Allergies and allergic reactions occur when the immune system misidentifies harmless foreign substances, called allergens, and reacts to them as if they are harmful. Specifically, allergy symptoms result when the immune system makes IgE antibodies that bind to a specific allergen in an effort to protect us from otherwise harmless allergens. Allergens can include things like pollen, animal dander, medications, and foods.
How People Develop Allergies
To become allergic, a person must have a genetic predisposition for allergy, meaning a personal or family history of allergies. Then they must be exposed to a sensitizing allergen. Most allergies begin in early childhood, and early environmental factors play a major role in the development of allergies.
Primary Exposure - Sensitization
An allergen, such as mold spores or pollen, enters the body through the mouth or nose or lands on the skin. In a person with allergies, white blood cells (T cells) identify the allergen as foreign and release chemicals in response.
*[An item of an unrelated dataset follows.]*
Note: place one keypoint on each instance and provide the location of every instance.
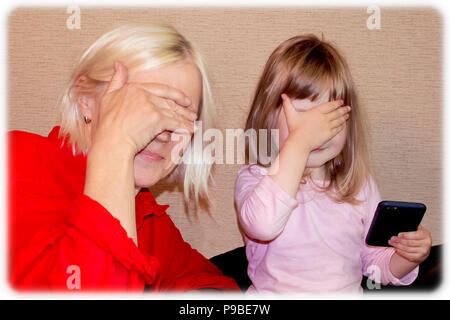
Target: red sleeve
(90, 251)
(183, 268)
(60, 240)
These chemicals travel through the blood and instruct another kind of white blood cell (B cells) to produce IgE antibodies. Some of these IgE antibodies attach to the outside of another special type of white blood cell called a mast cell. Mast cells are scattered throughout the skin and respiratory tract. Their purpose is to help mediate the inflammatory response of the immune system. IgE antibodies can remain attached to mast cells for many years.
Secondary Exposure - The Cause of Allergy Symptoms
When the same allergen is encountered again, it binds directly to the IgE antibody attached to the outside of mast cells. This causes the mast cells to become activated and release chemicals, such as histamine. Histamine is an example of a chemical mediator — a special "messenger" chemical that immune cells use to talk to each other.
Histamine is one of the best-known mediators. It is responsible for causing many of the symptoms associated with allergies. Histamine opens small blood vessels, causing them to leak fluid. This results in inflammation: warming and swelling of the skin, itching and watery eyes. Histamine causes sneezing and the increased mucus production in the nasal cavity and airways that leads to runny nose, postnasal drip and cough.
Why Allergy Is Selective
Some people are allergic to lots of things. What a person is allergic to is determined by many factors, including the environment, the history of exposures, the person's genes and the way the immune system works.
The skin, the respiratory tract and the digestive tract are the organs that interact with the external environment. They are also the sites most affected by allergic disorders. The immune system protects the person against foreign substances and microorganisms. Harmful "non-self" things are eliminated, while beneficial "self" things are allowed to remain in place. A person does not need to respond to most of the environmental substances to which he/she is exposed. Allergic diseases are caused by the immune system generating needless inflammatory responses to substances that are otherwise harmless.
An antigen is a substance that generates an immune response. If this response is allergic, the antigen may also be called an allergen. Each allergen has a unique molecular structure. The immune system uses the "blueprint" of this structure to make special proteins called antibodies that fit their corresponding allergens very specifically in a lock-and-key fashion. The antibodies that participate in the allergic response belong to the IgE class. Each IgE antibody is restricted to one allergen, but an individual may have many distinct antibodies that account for multiple allergic susceptibilities.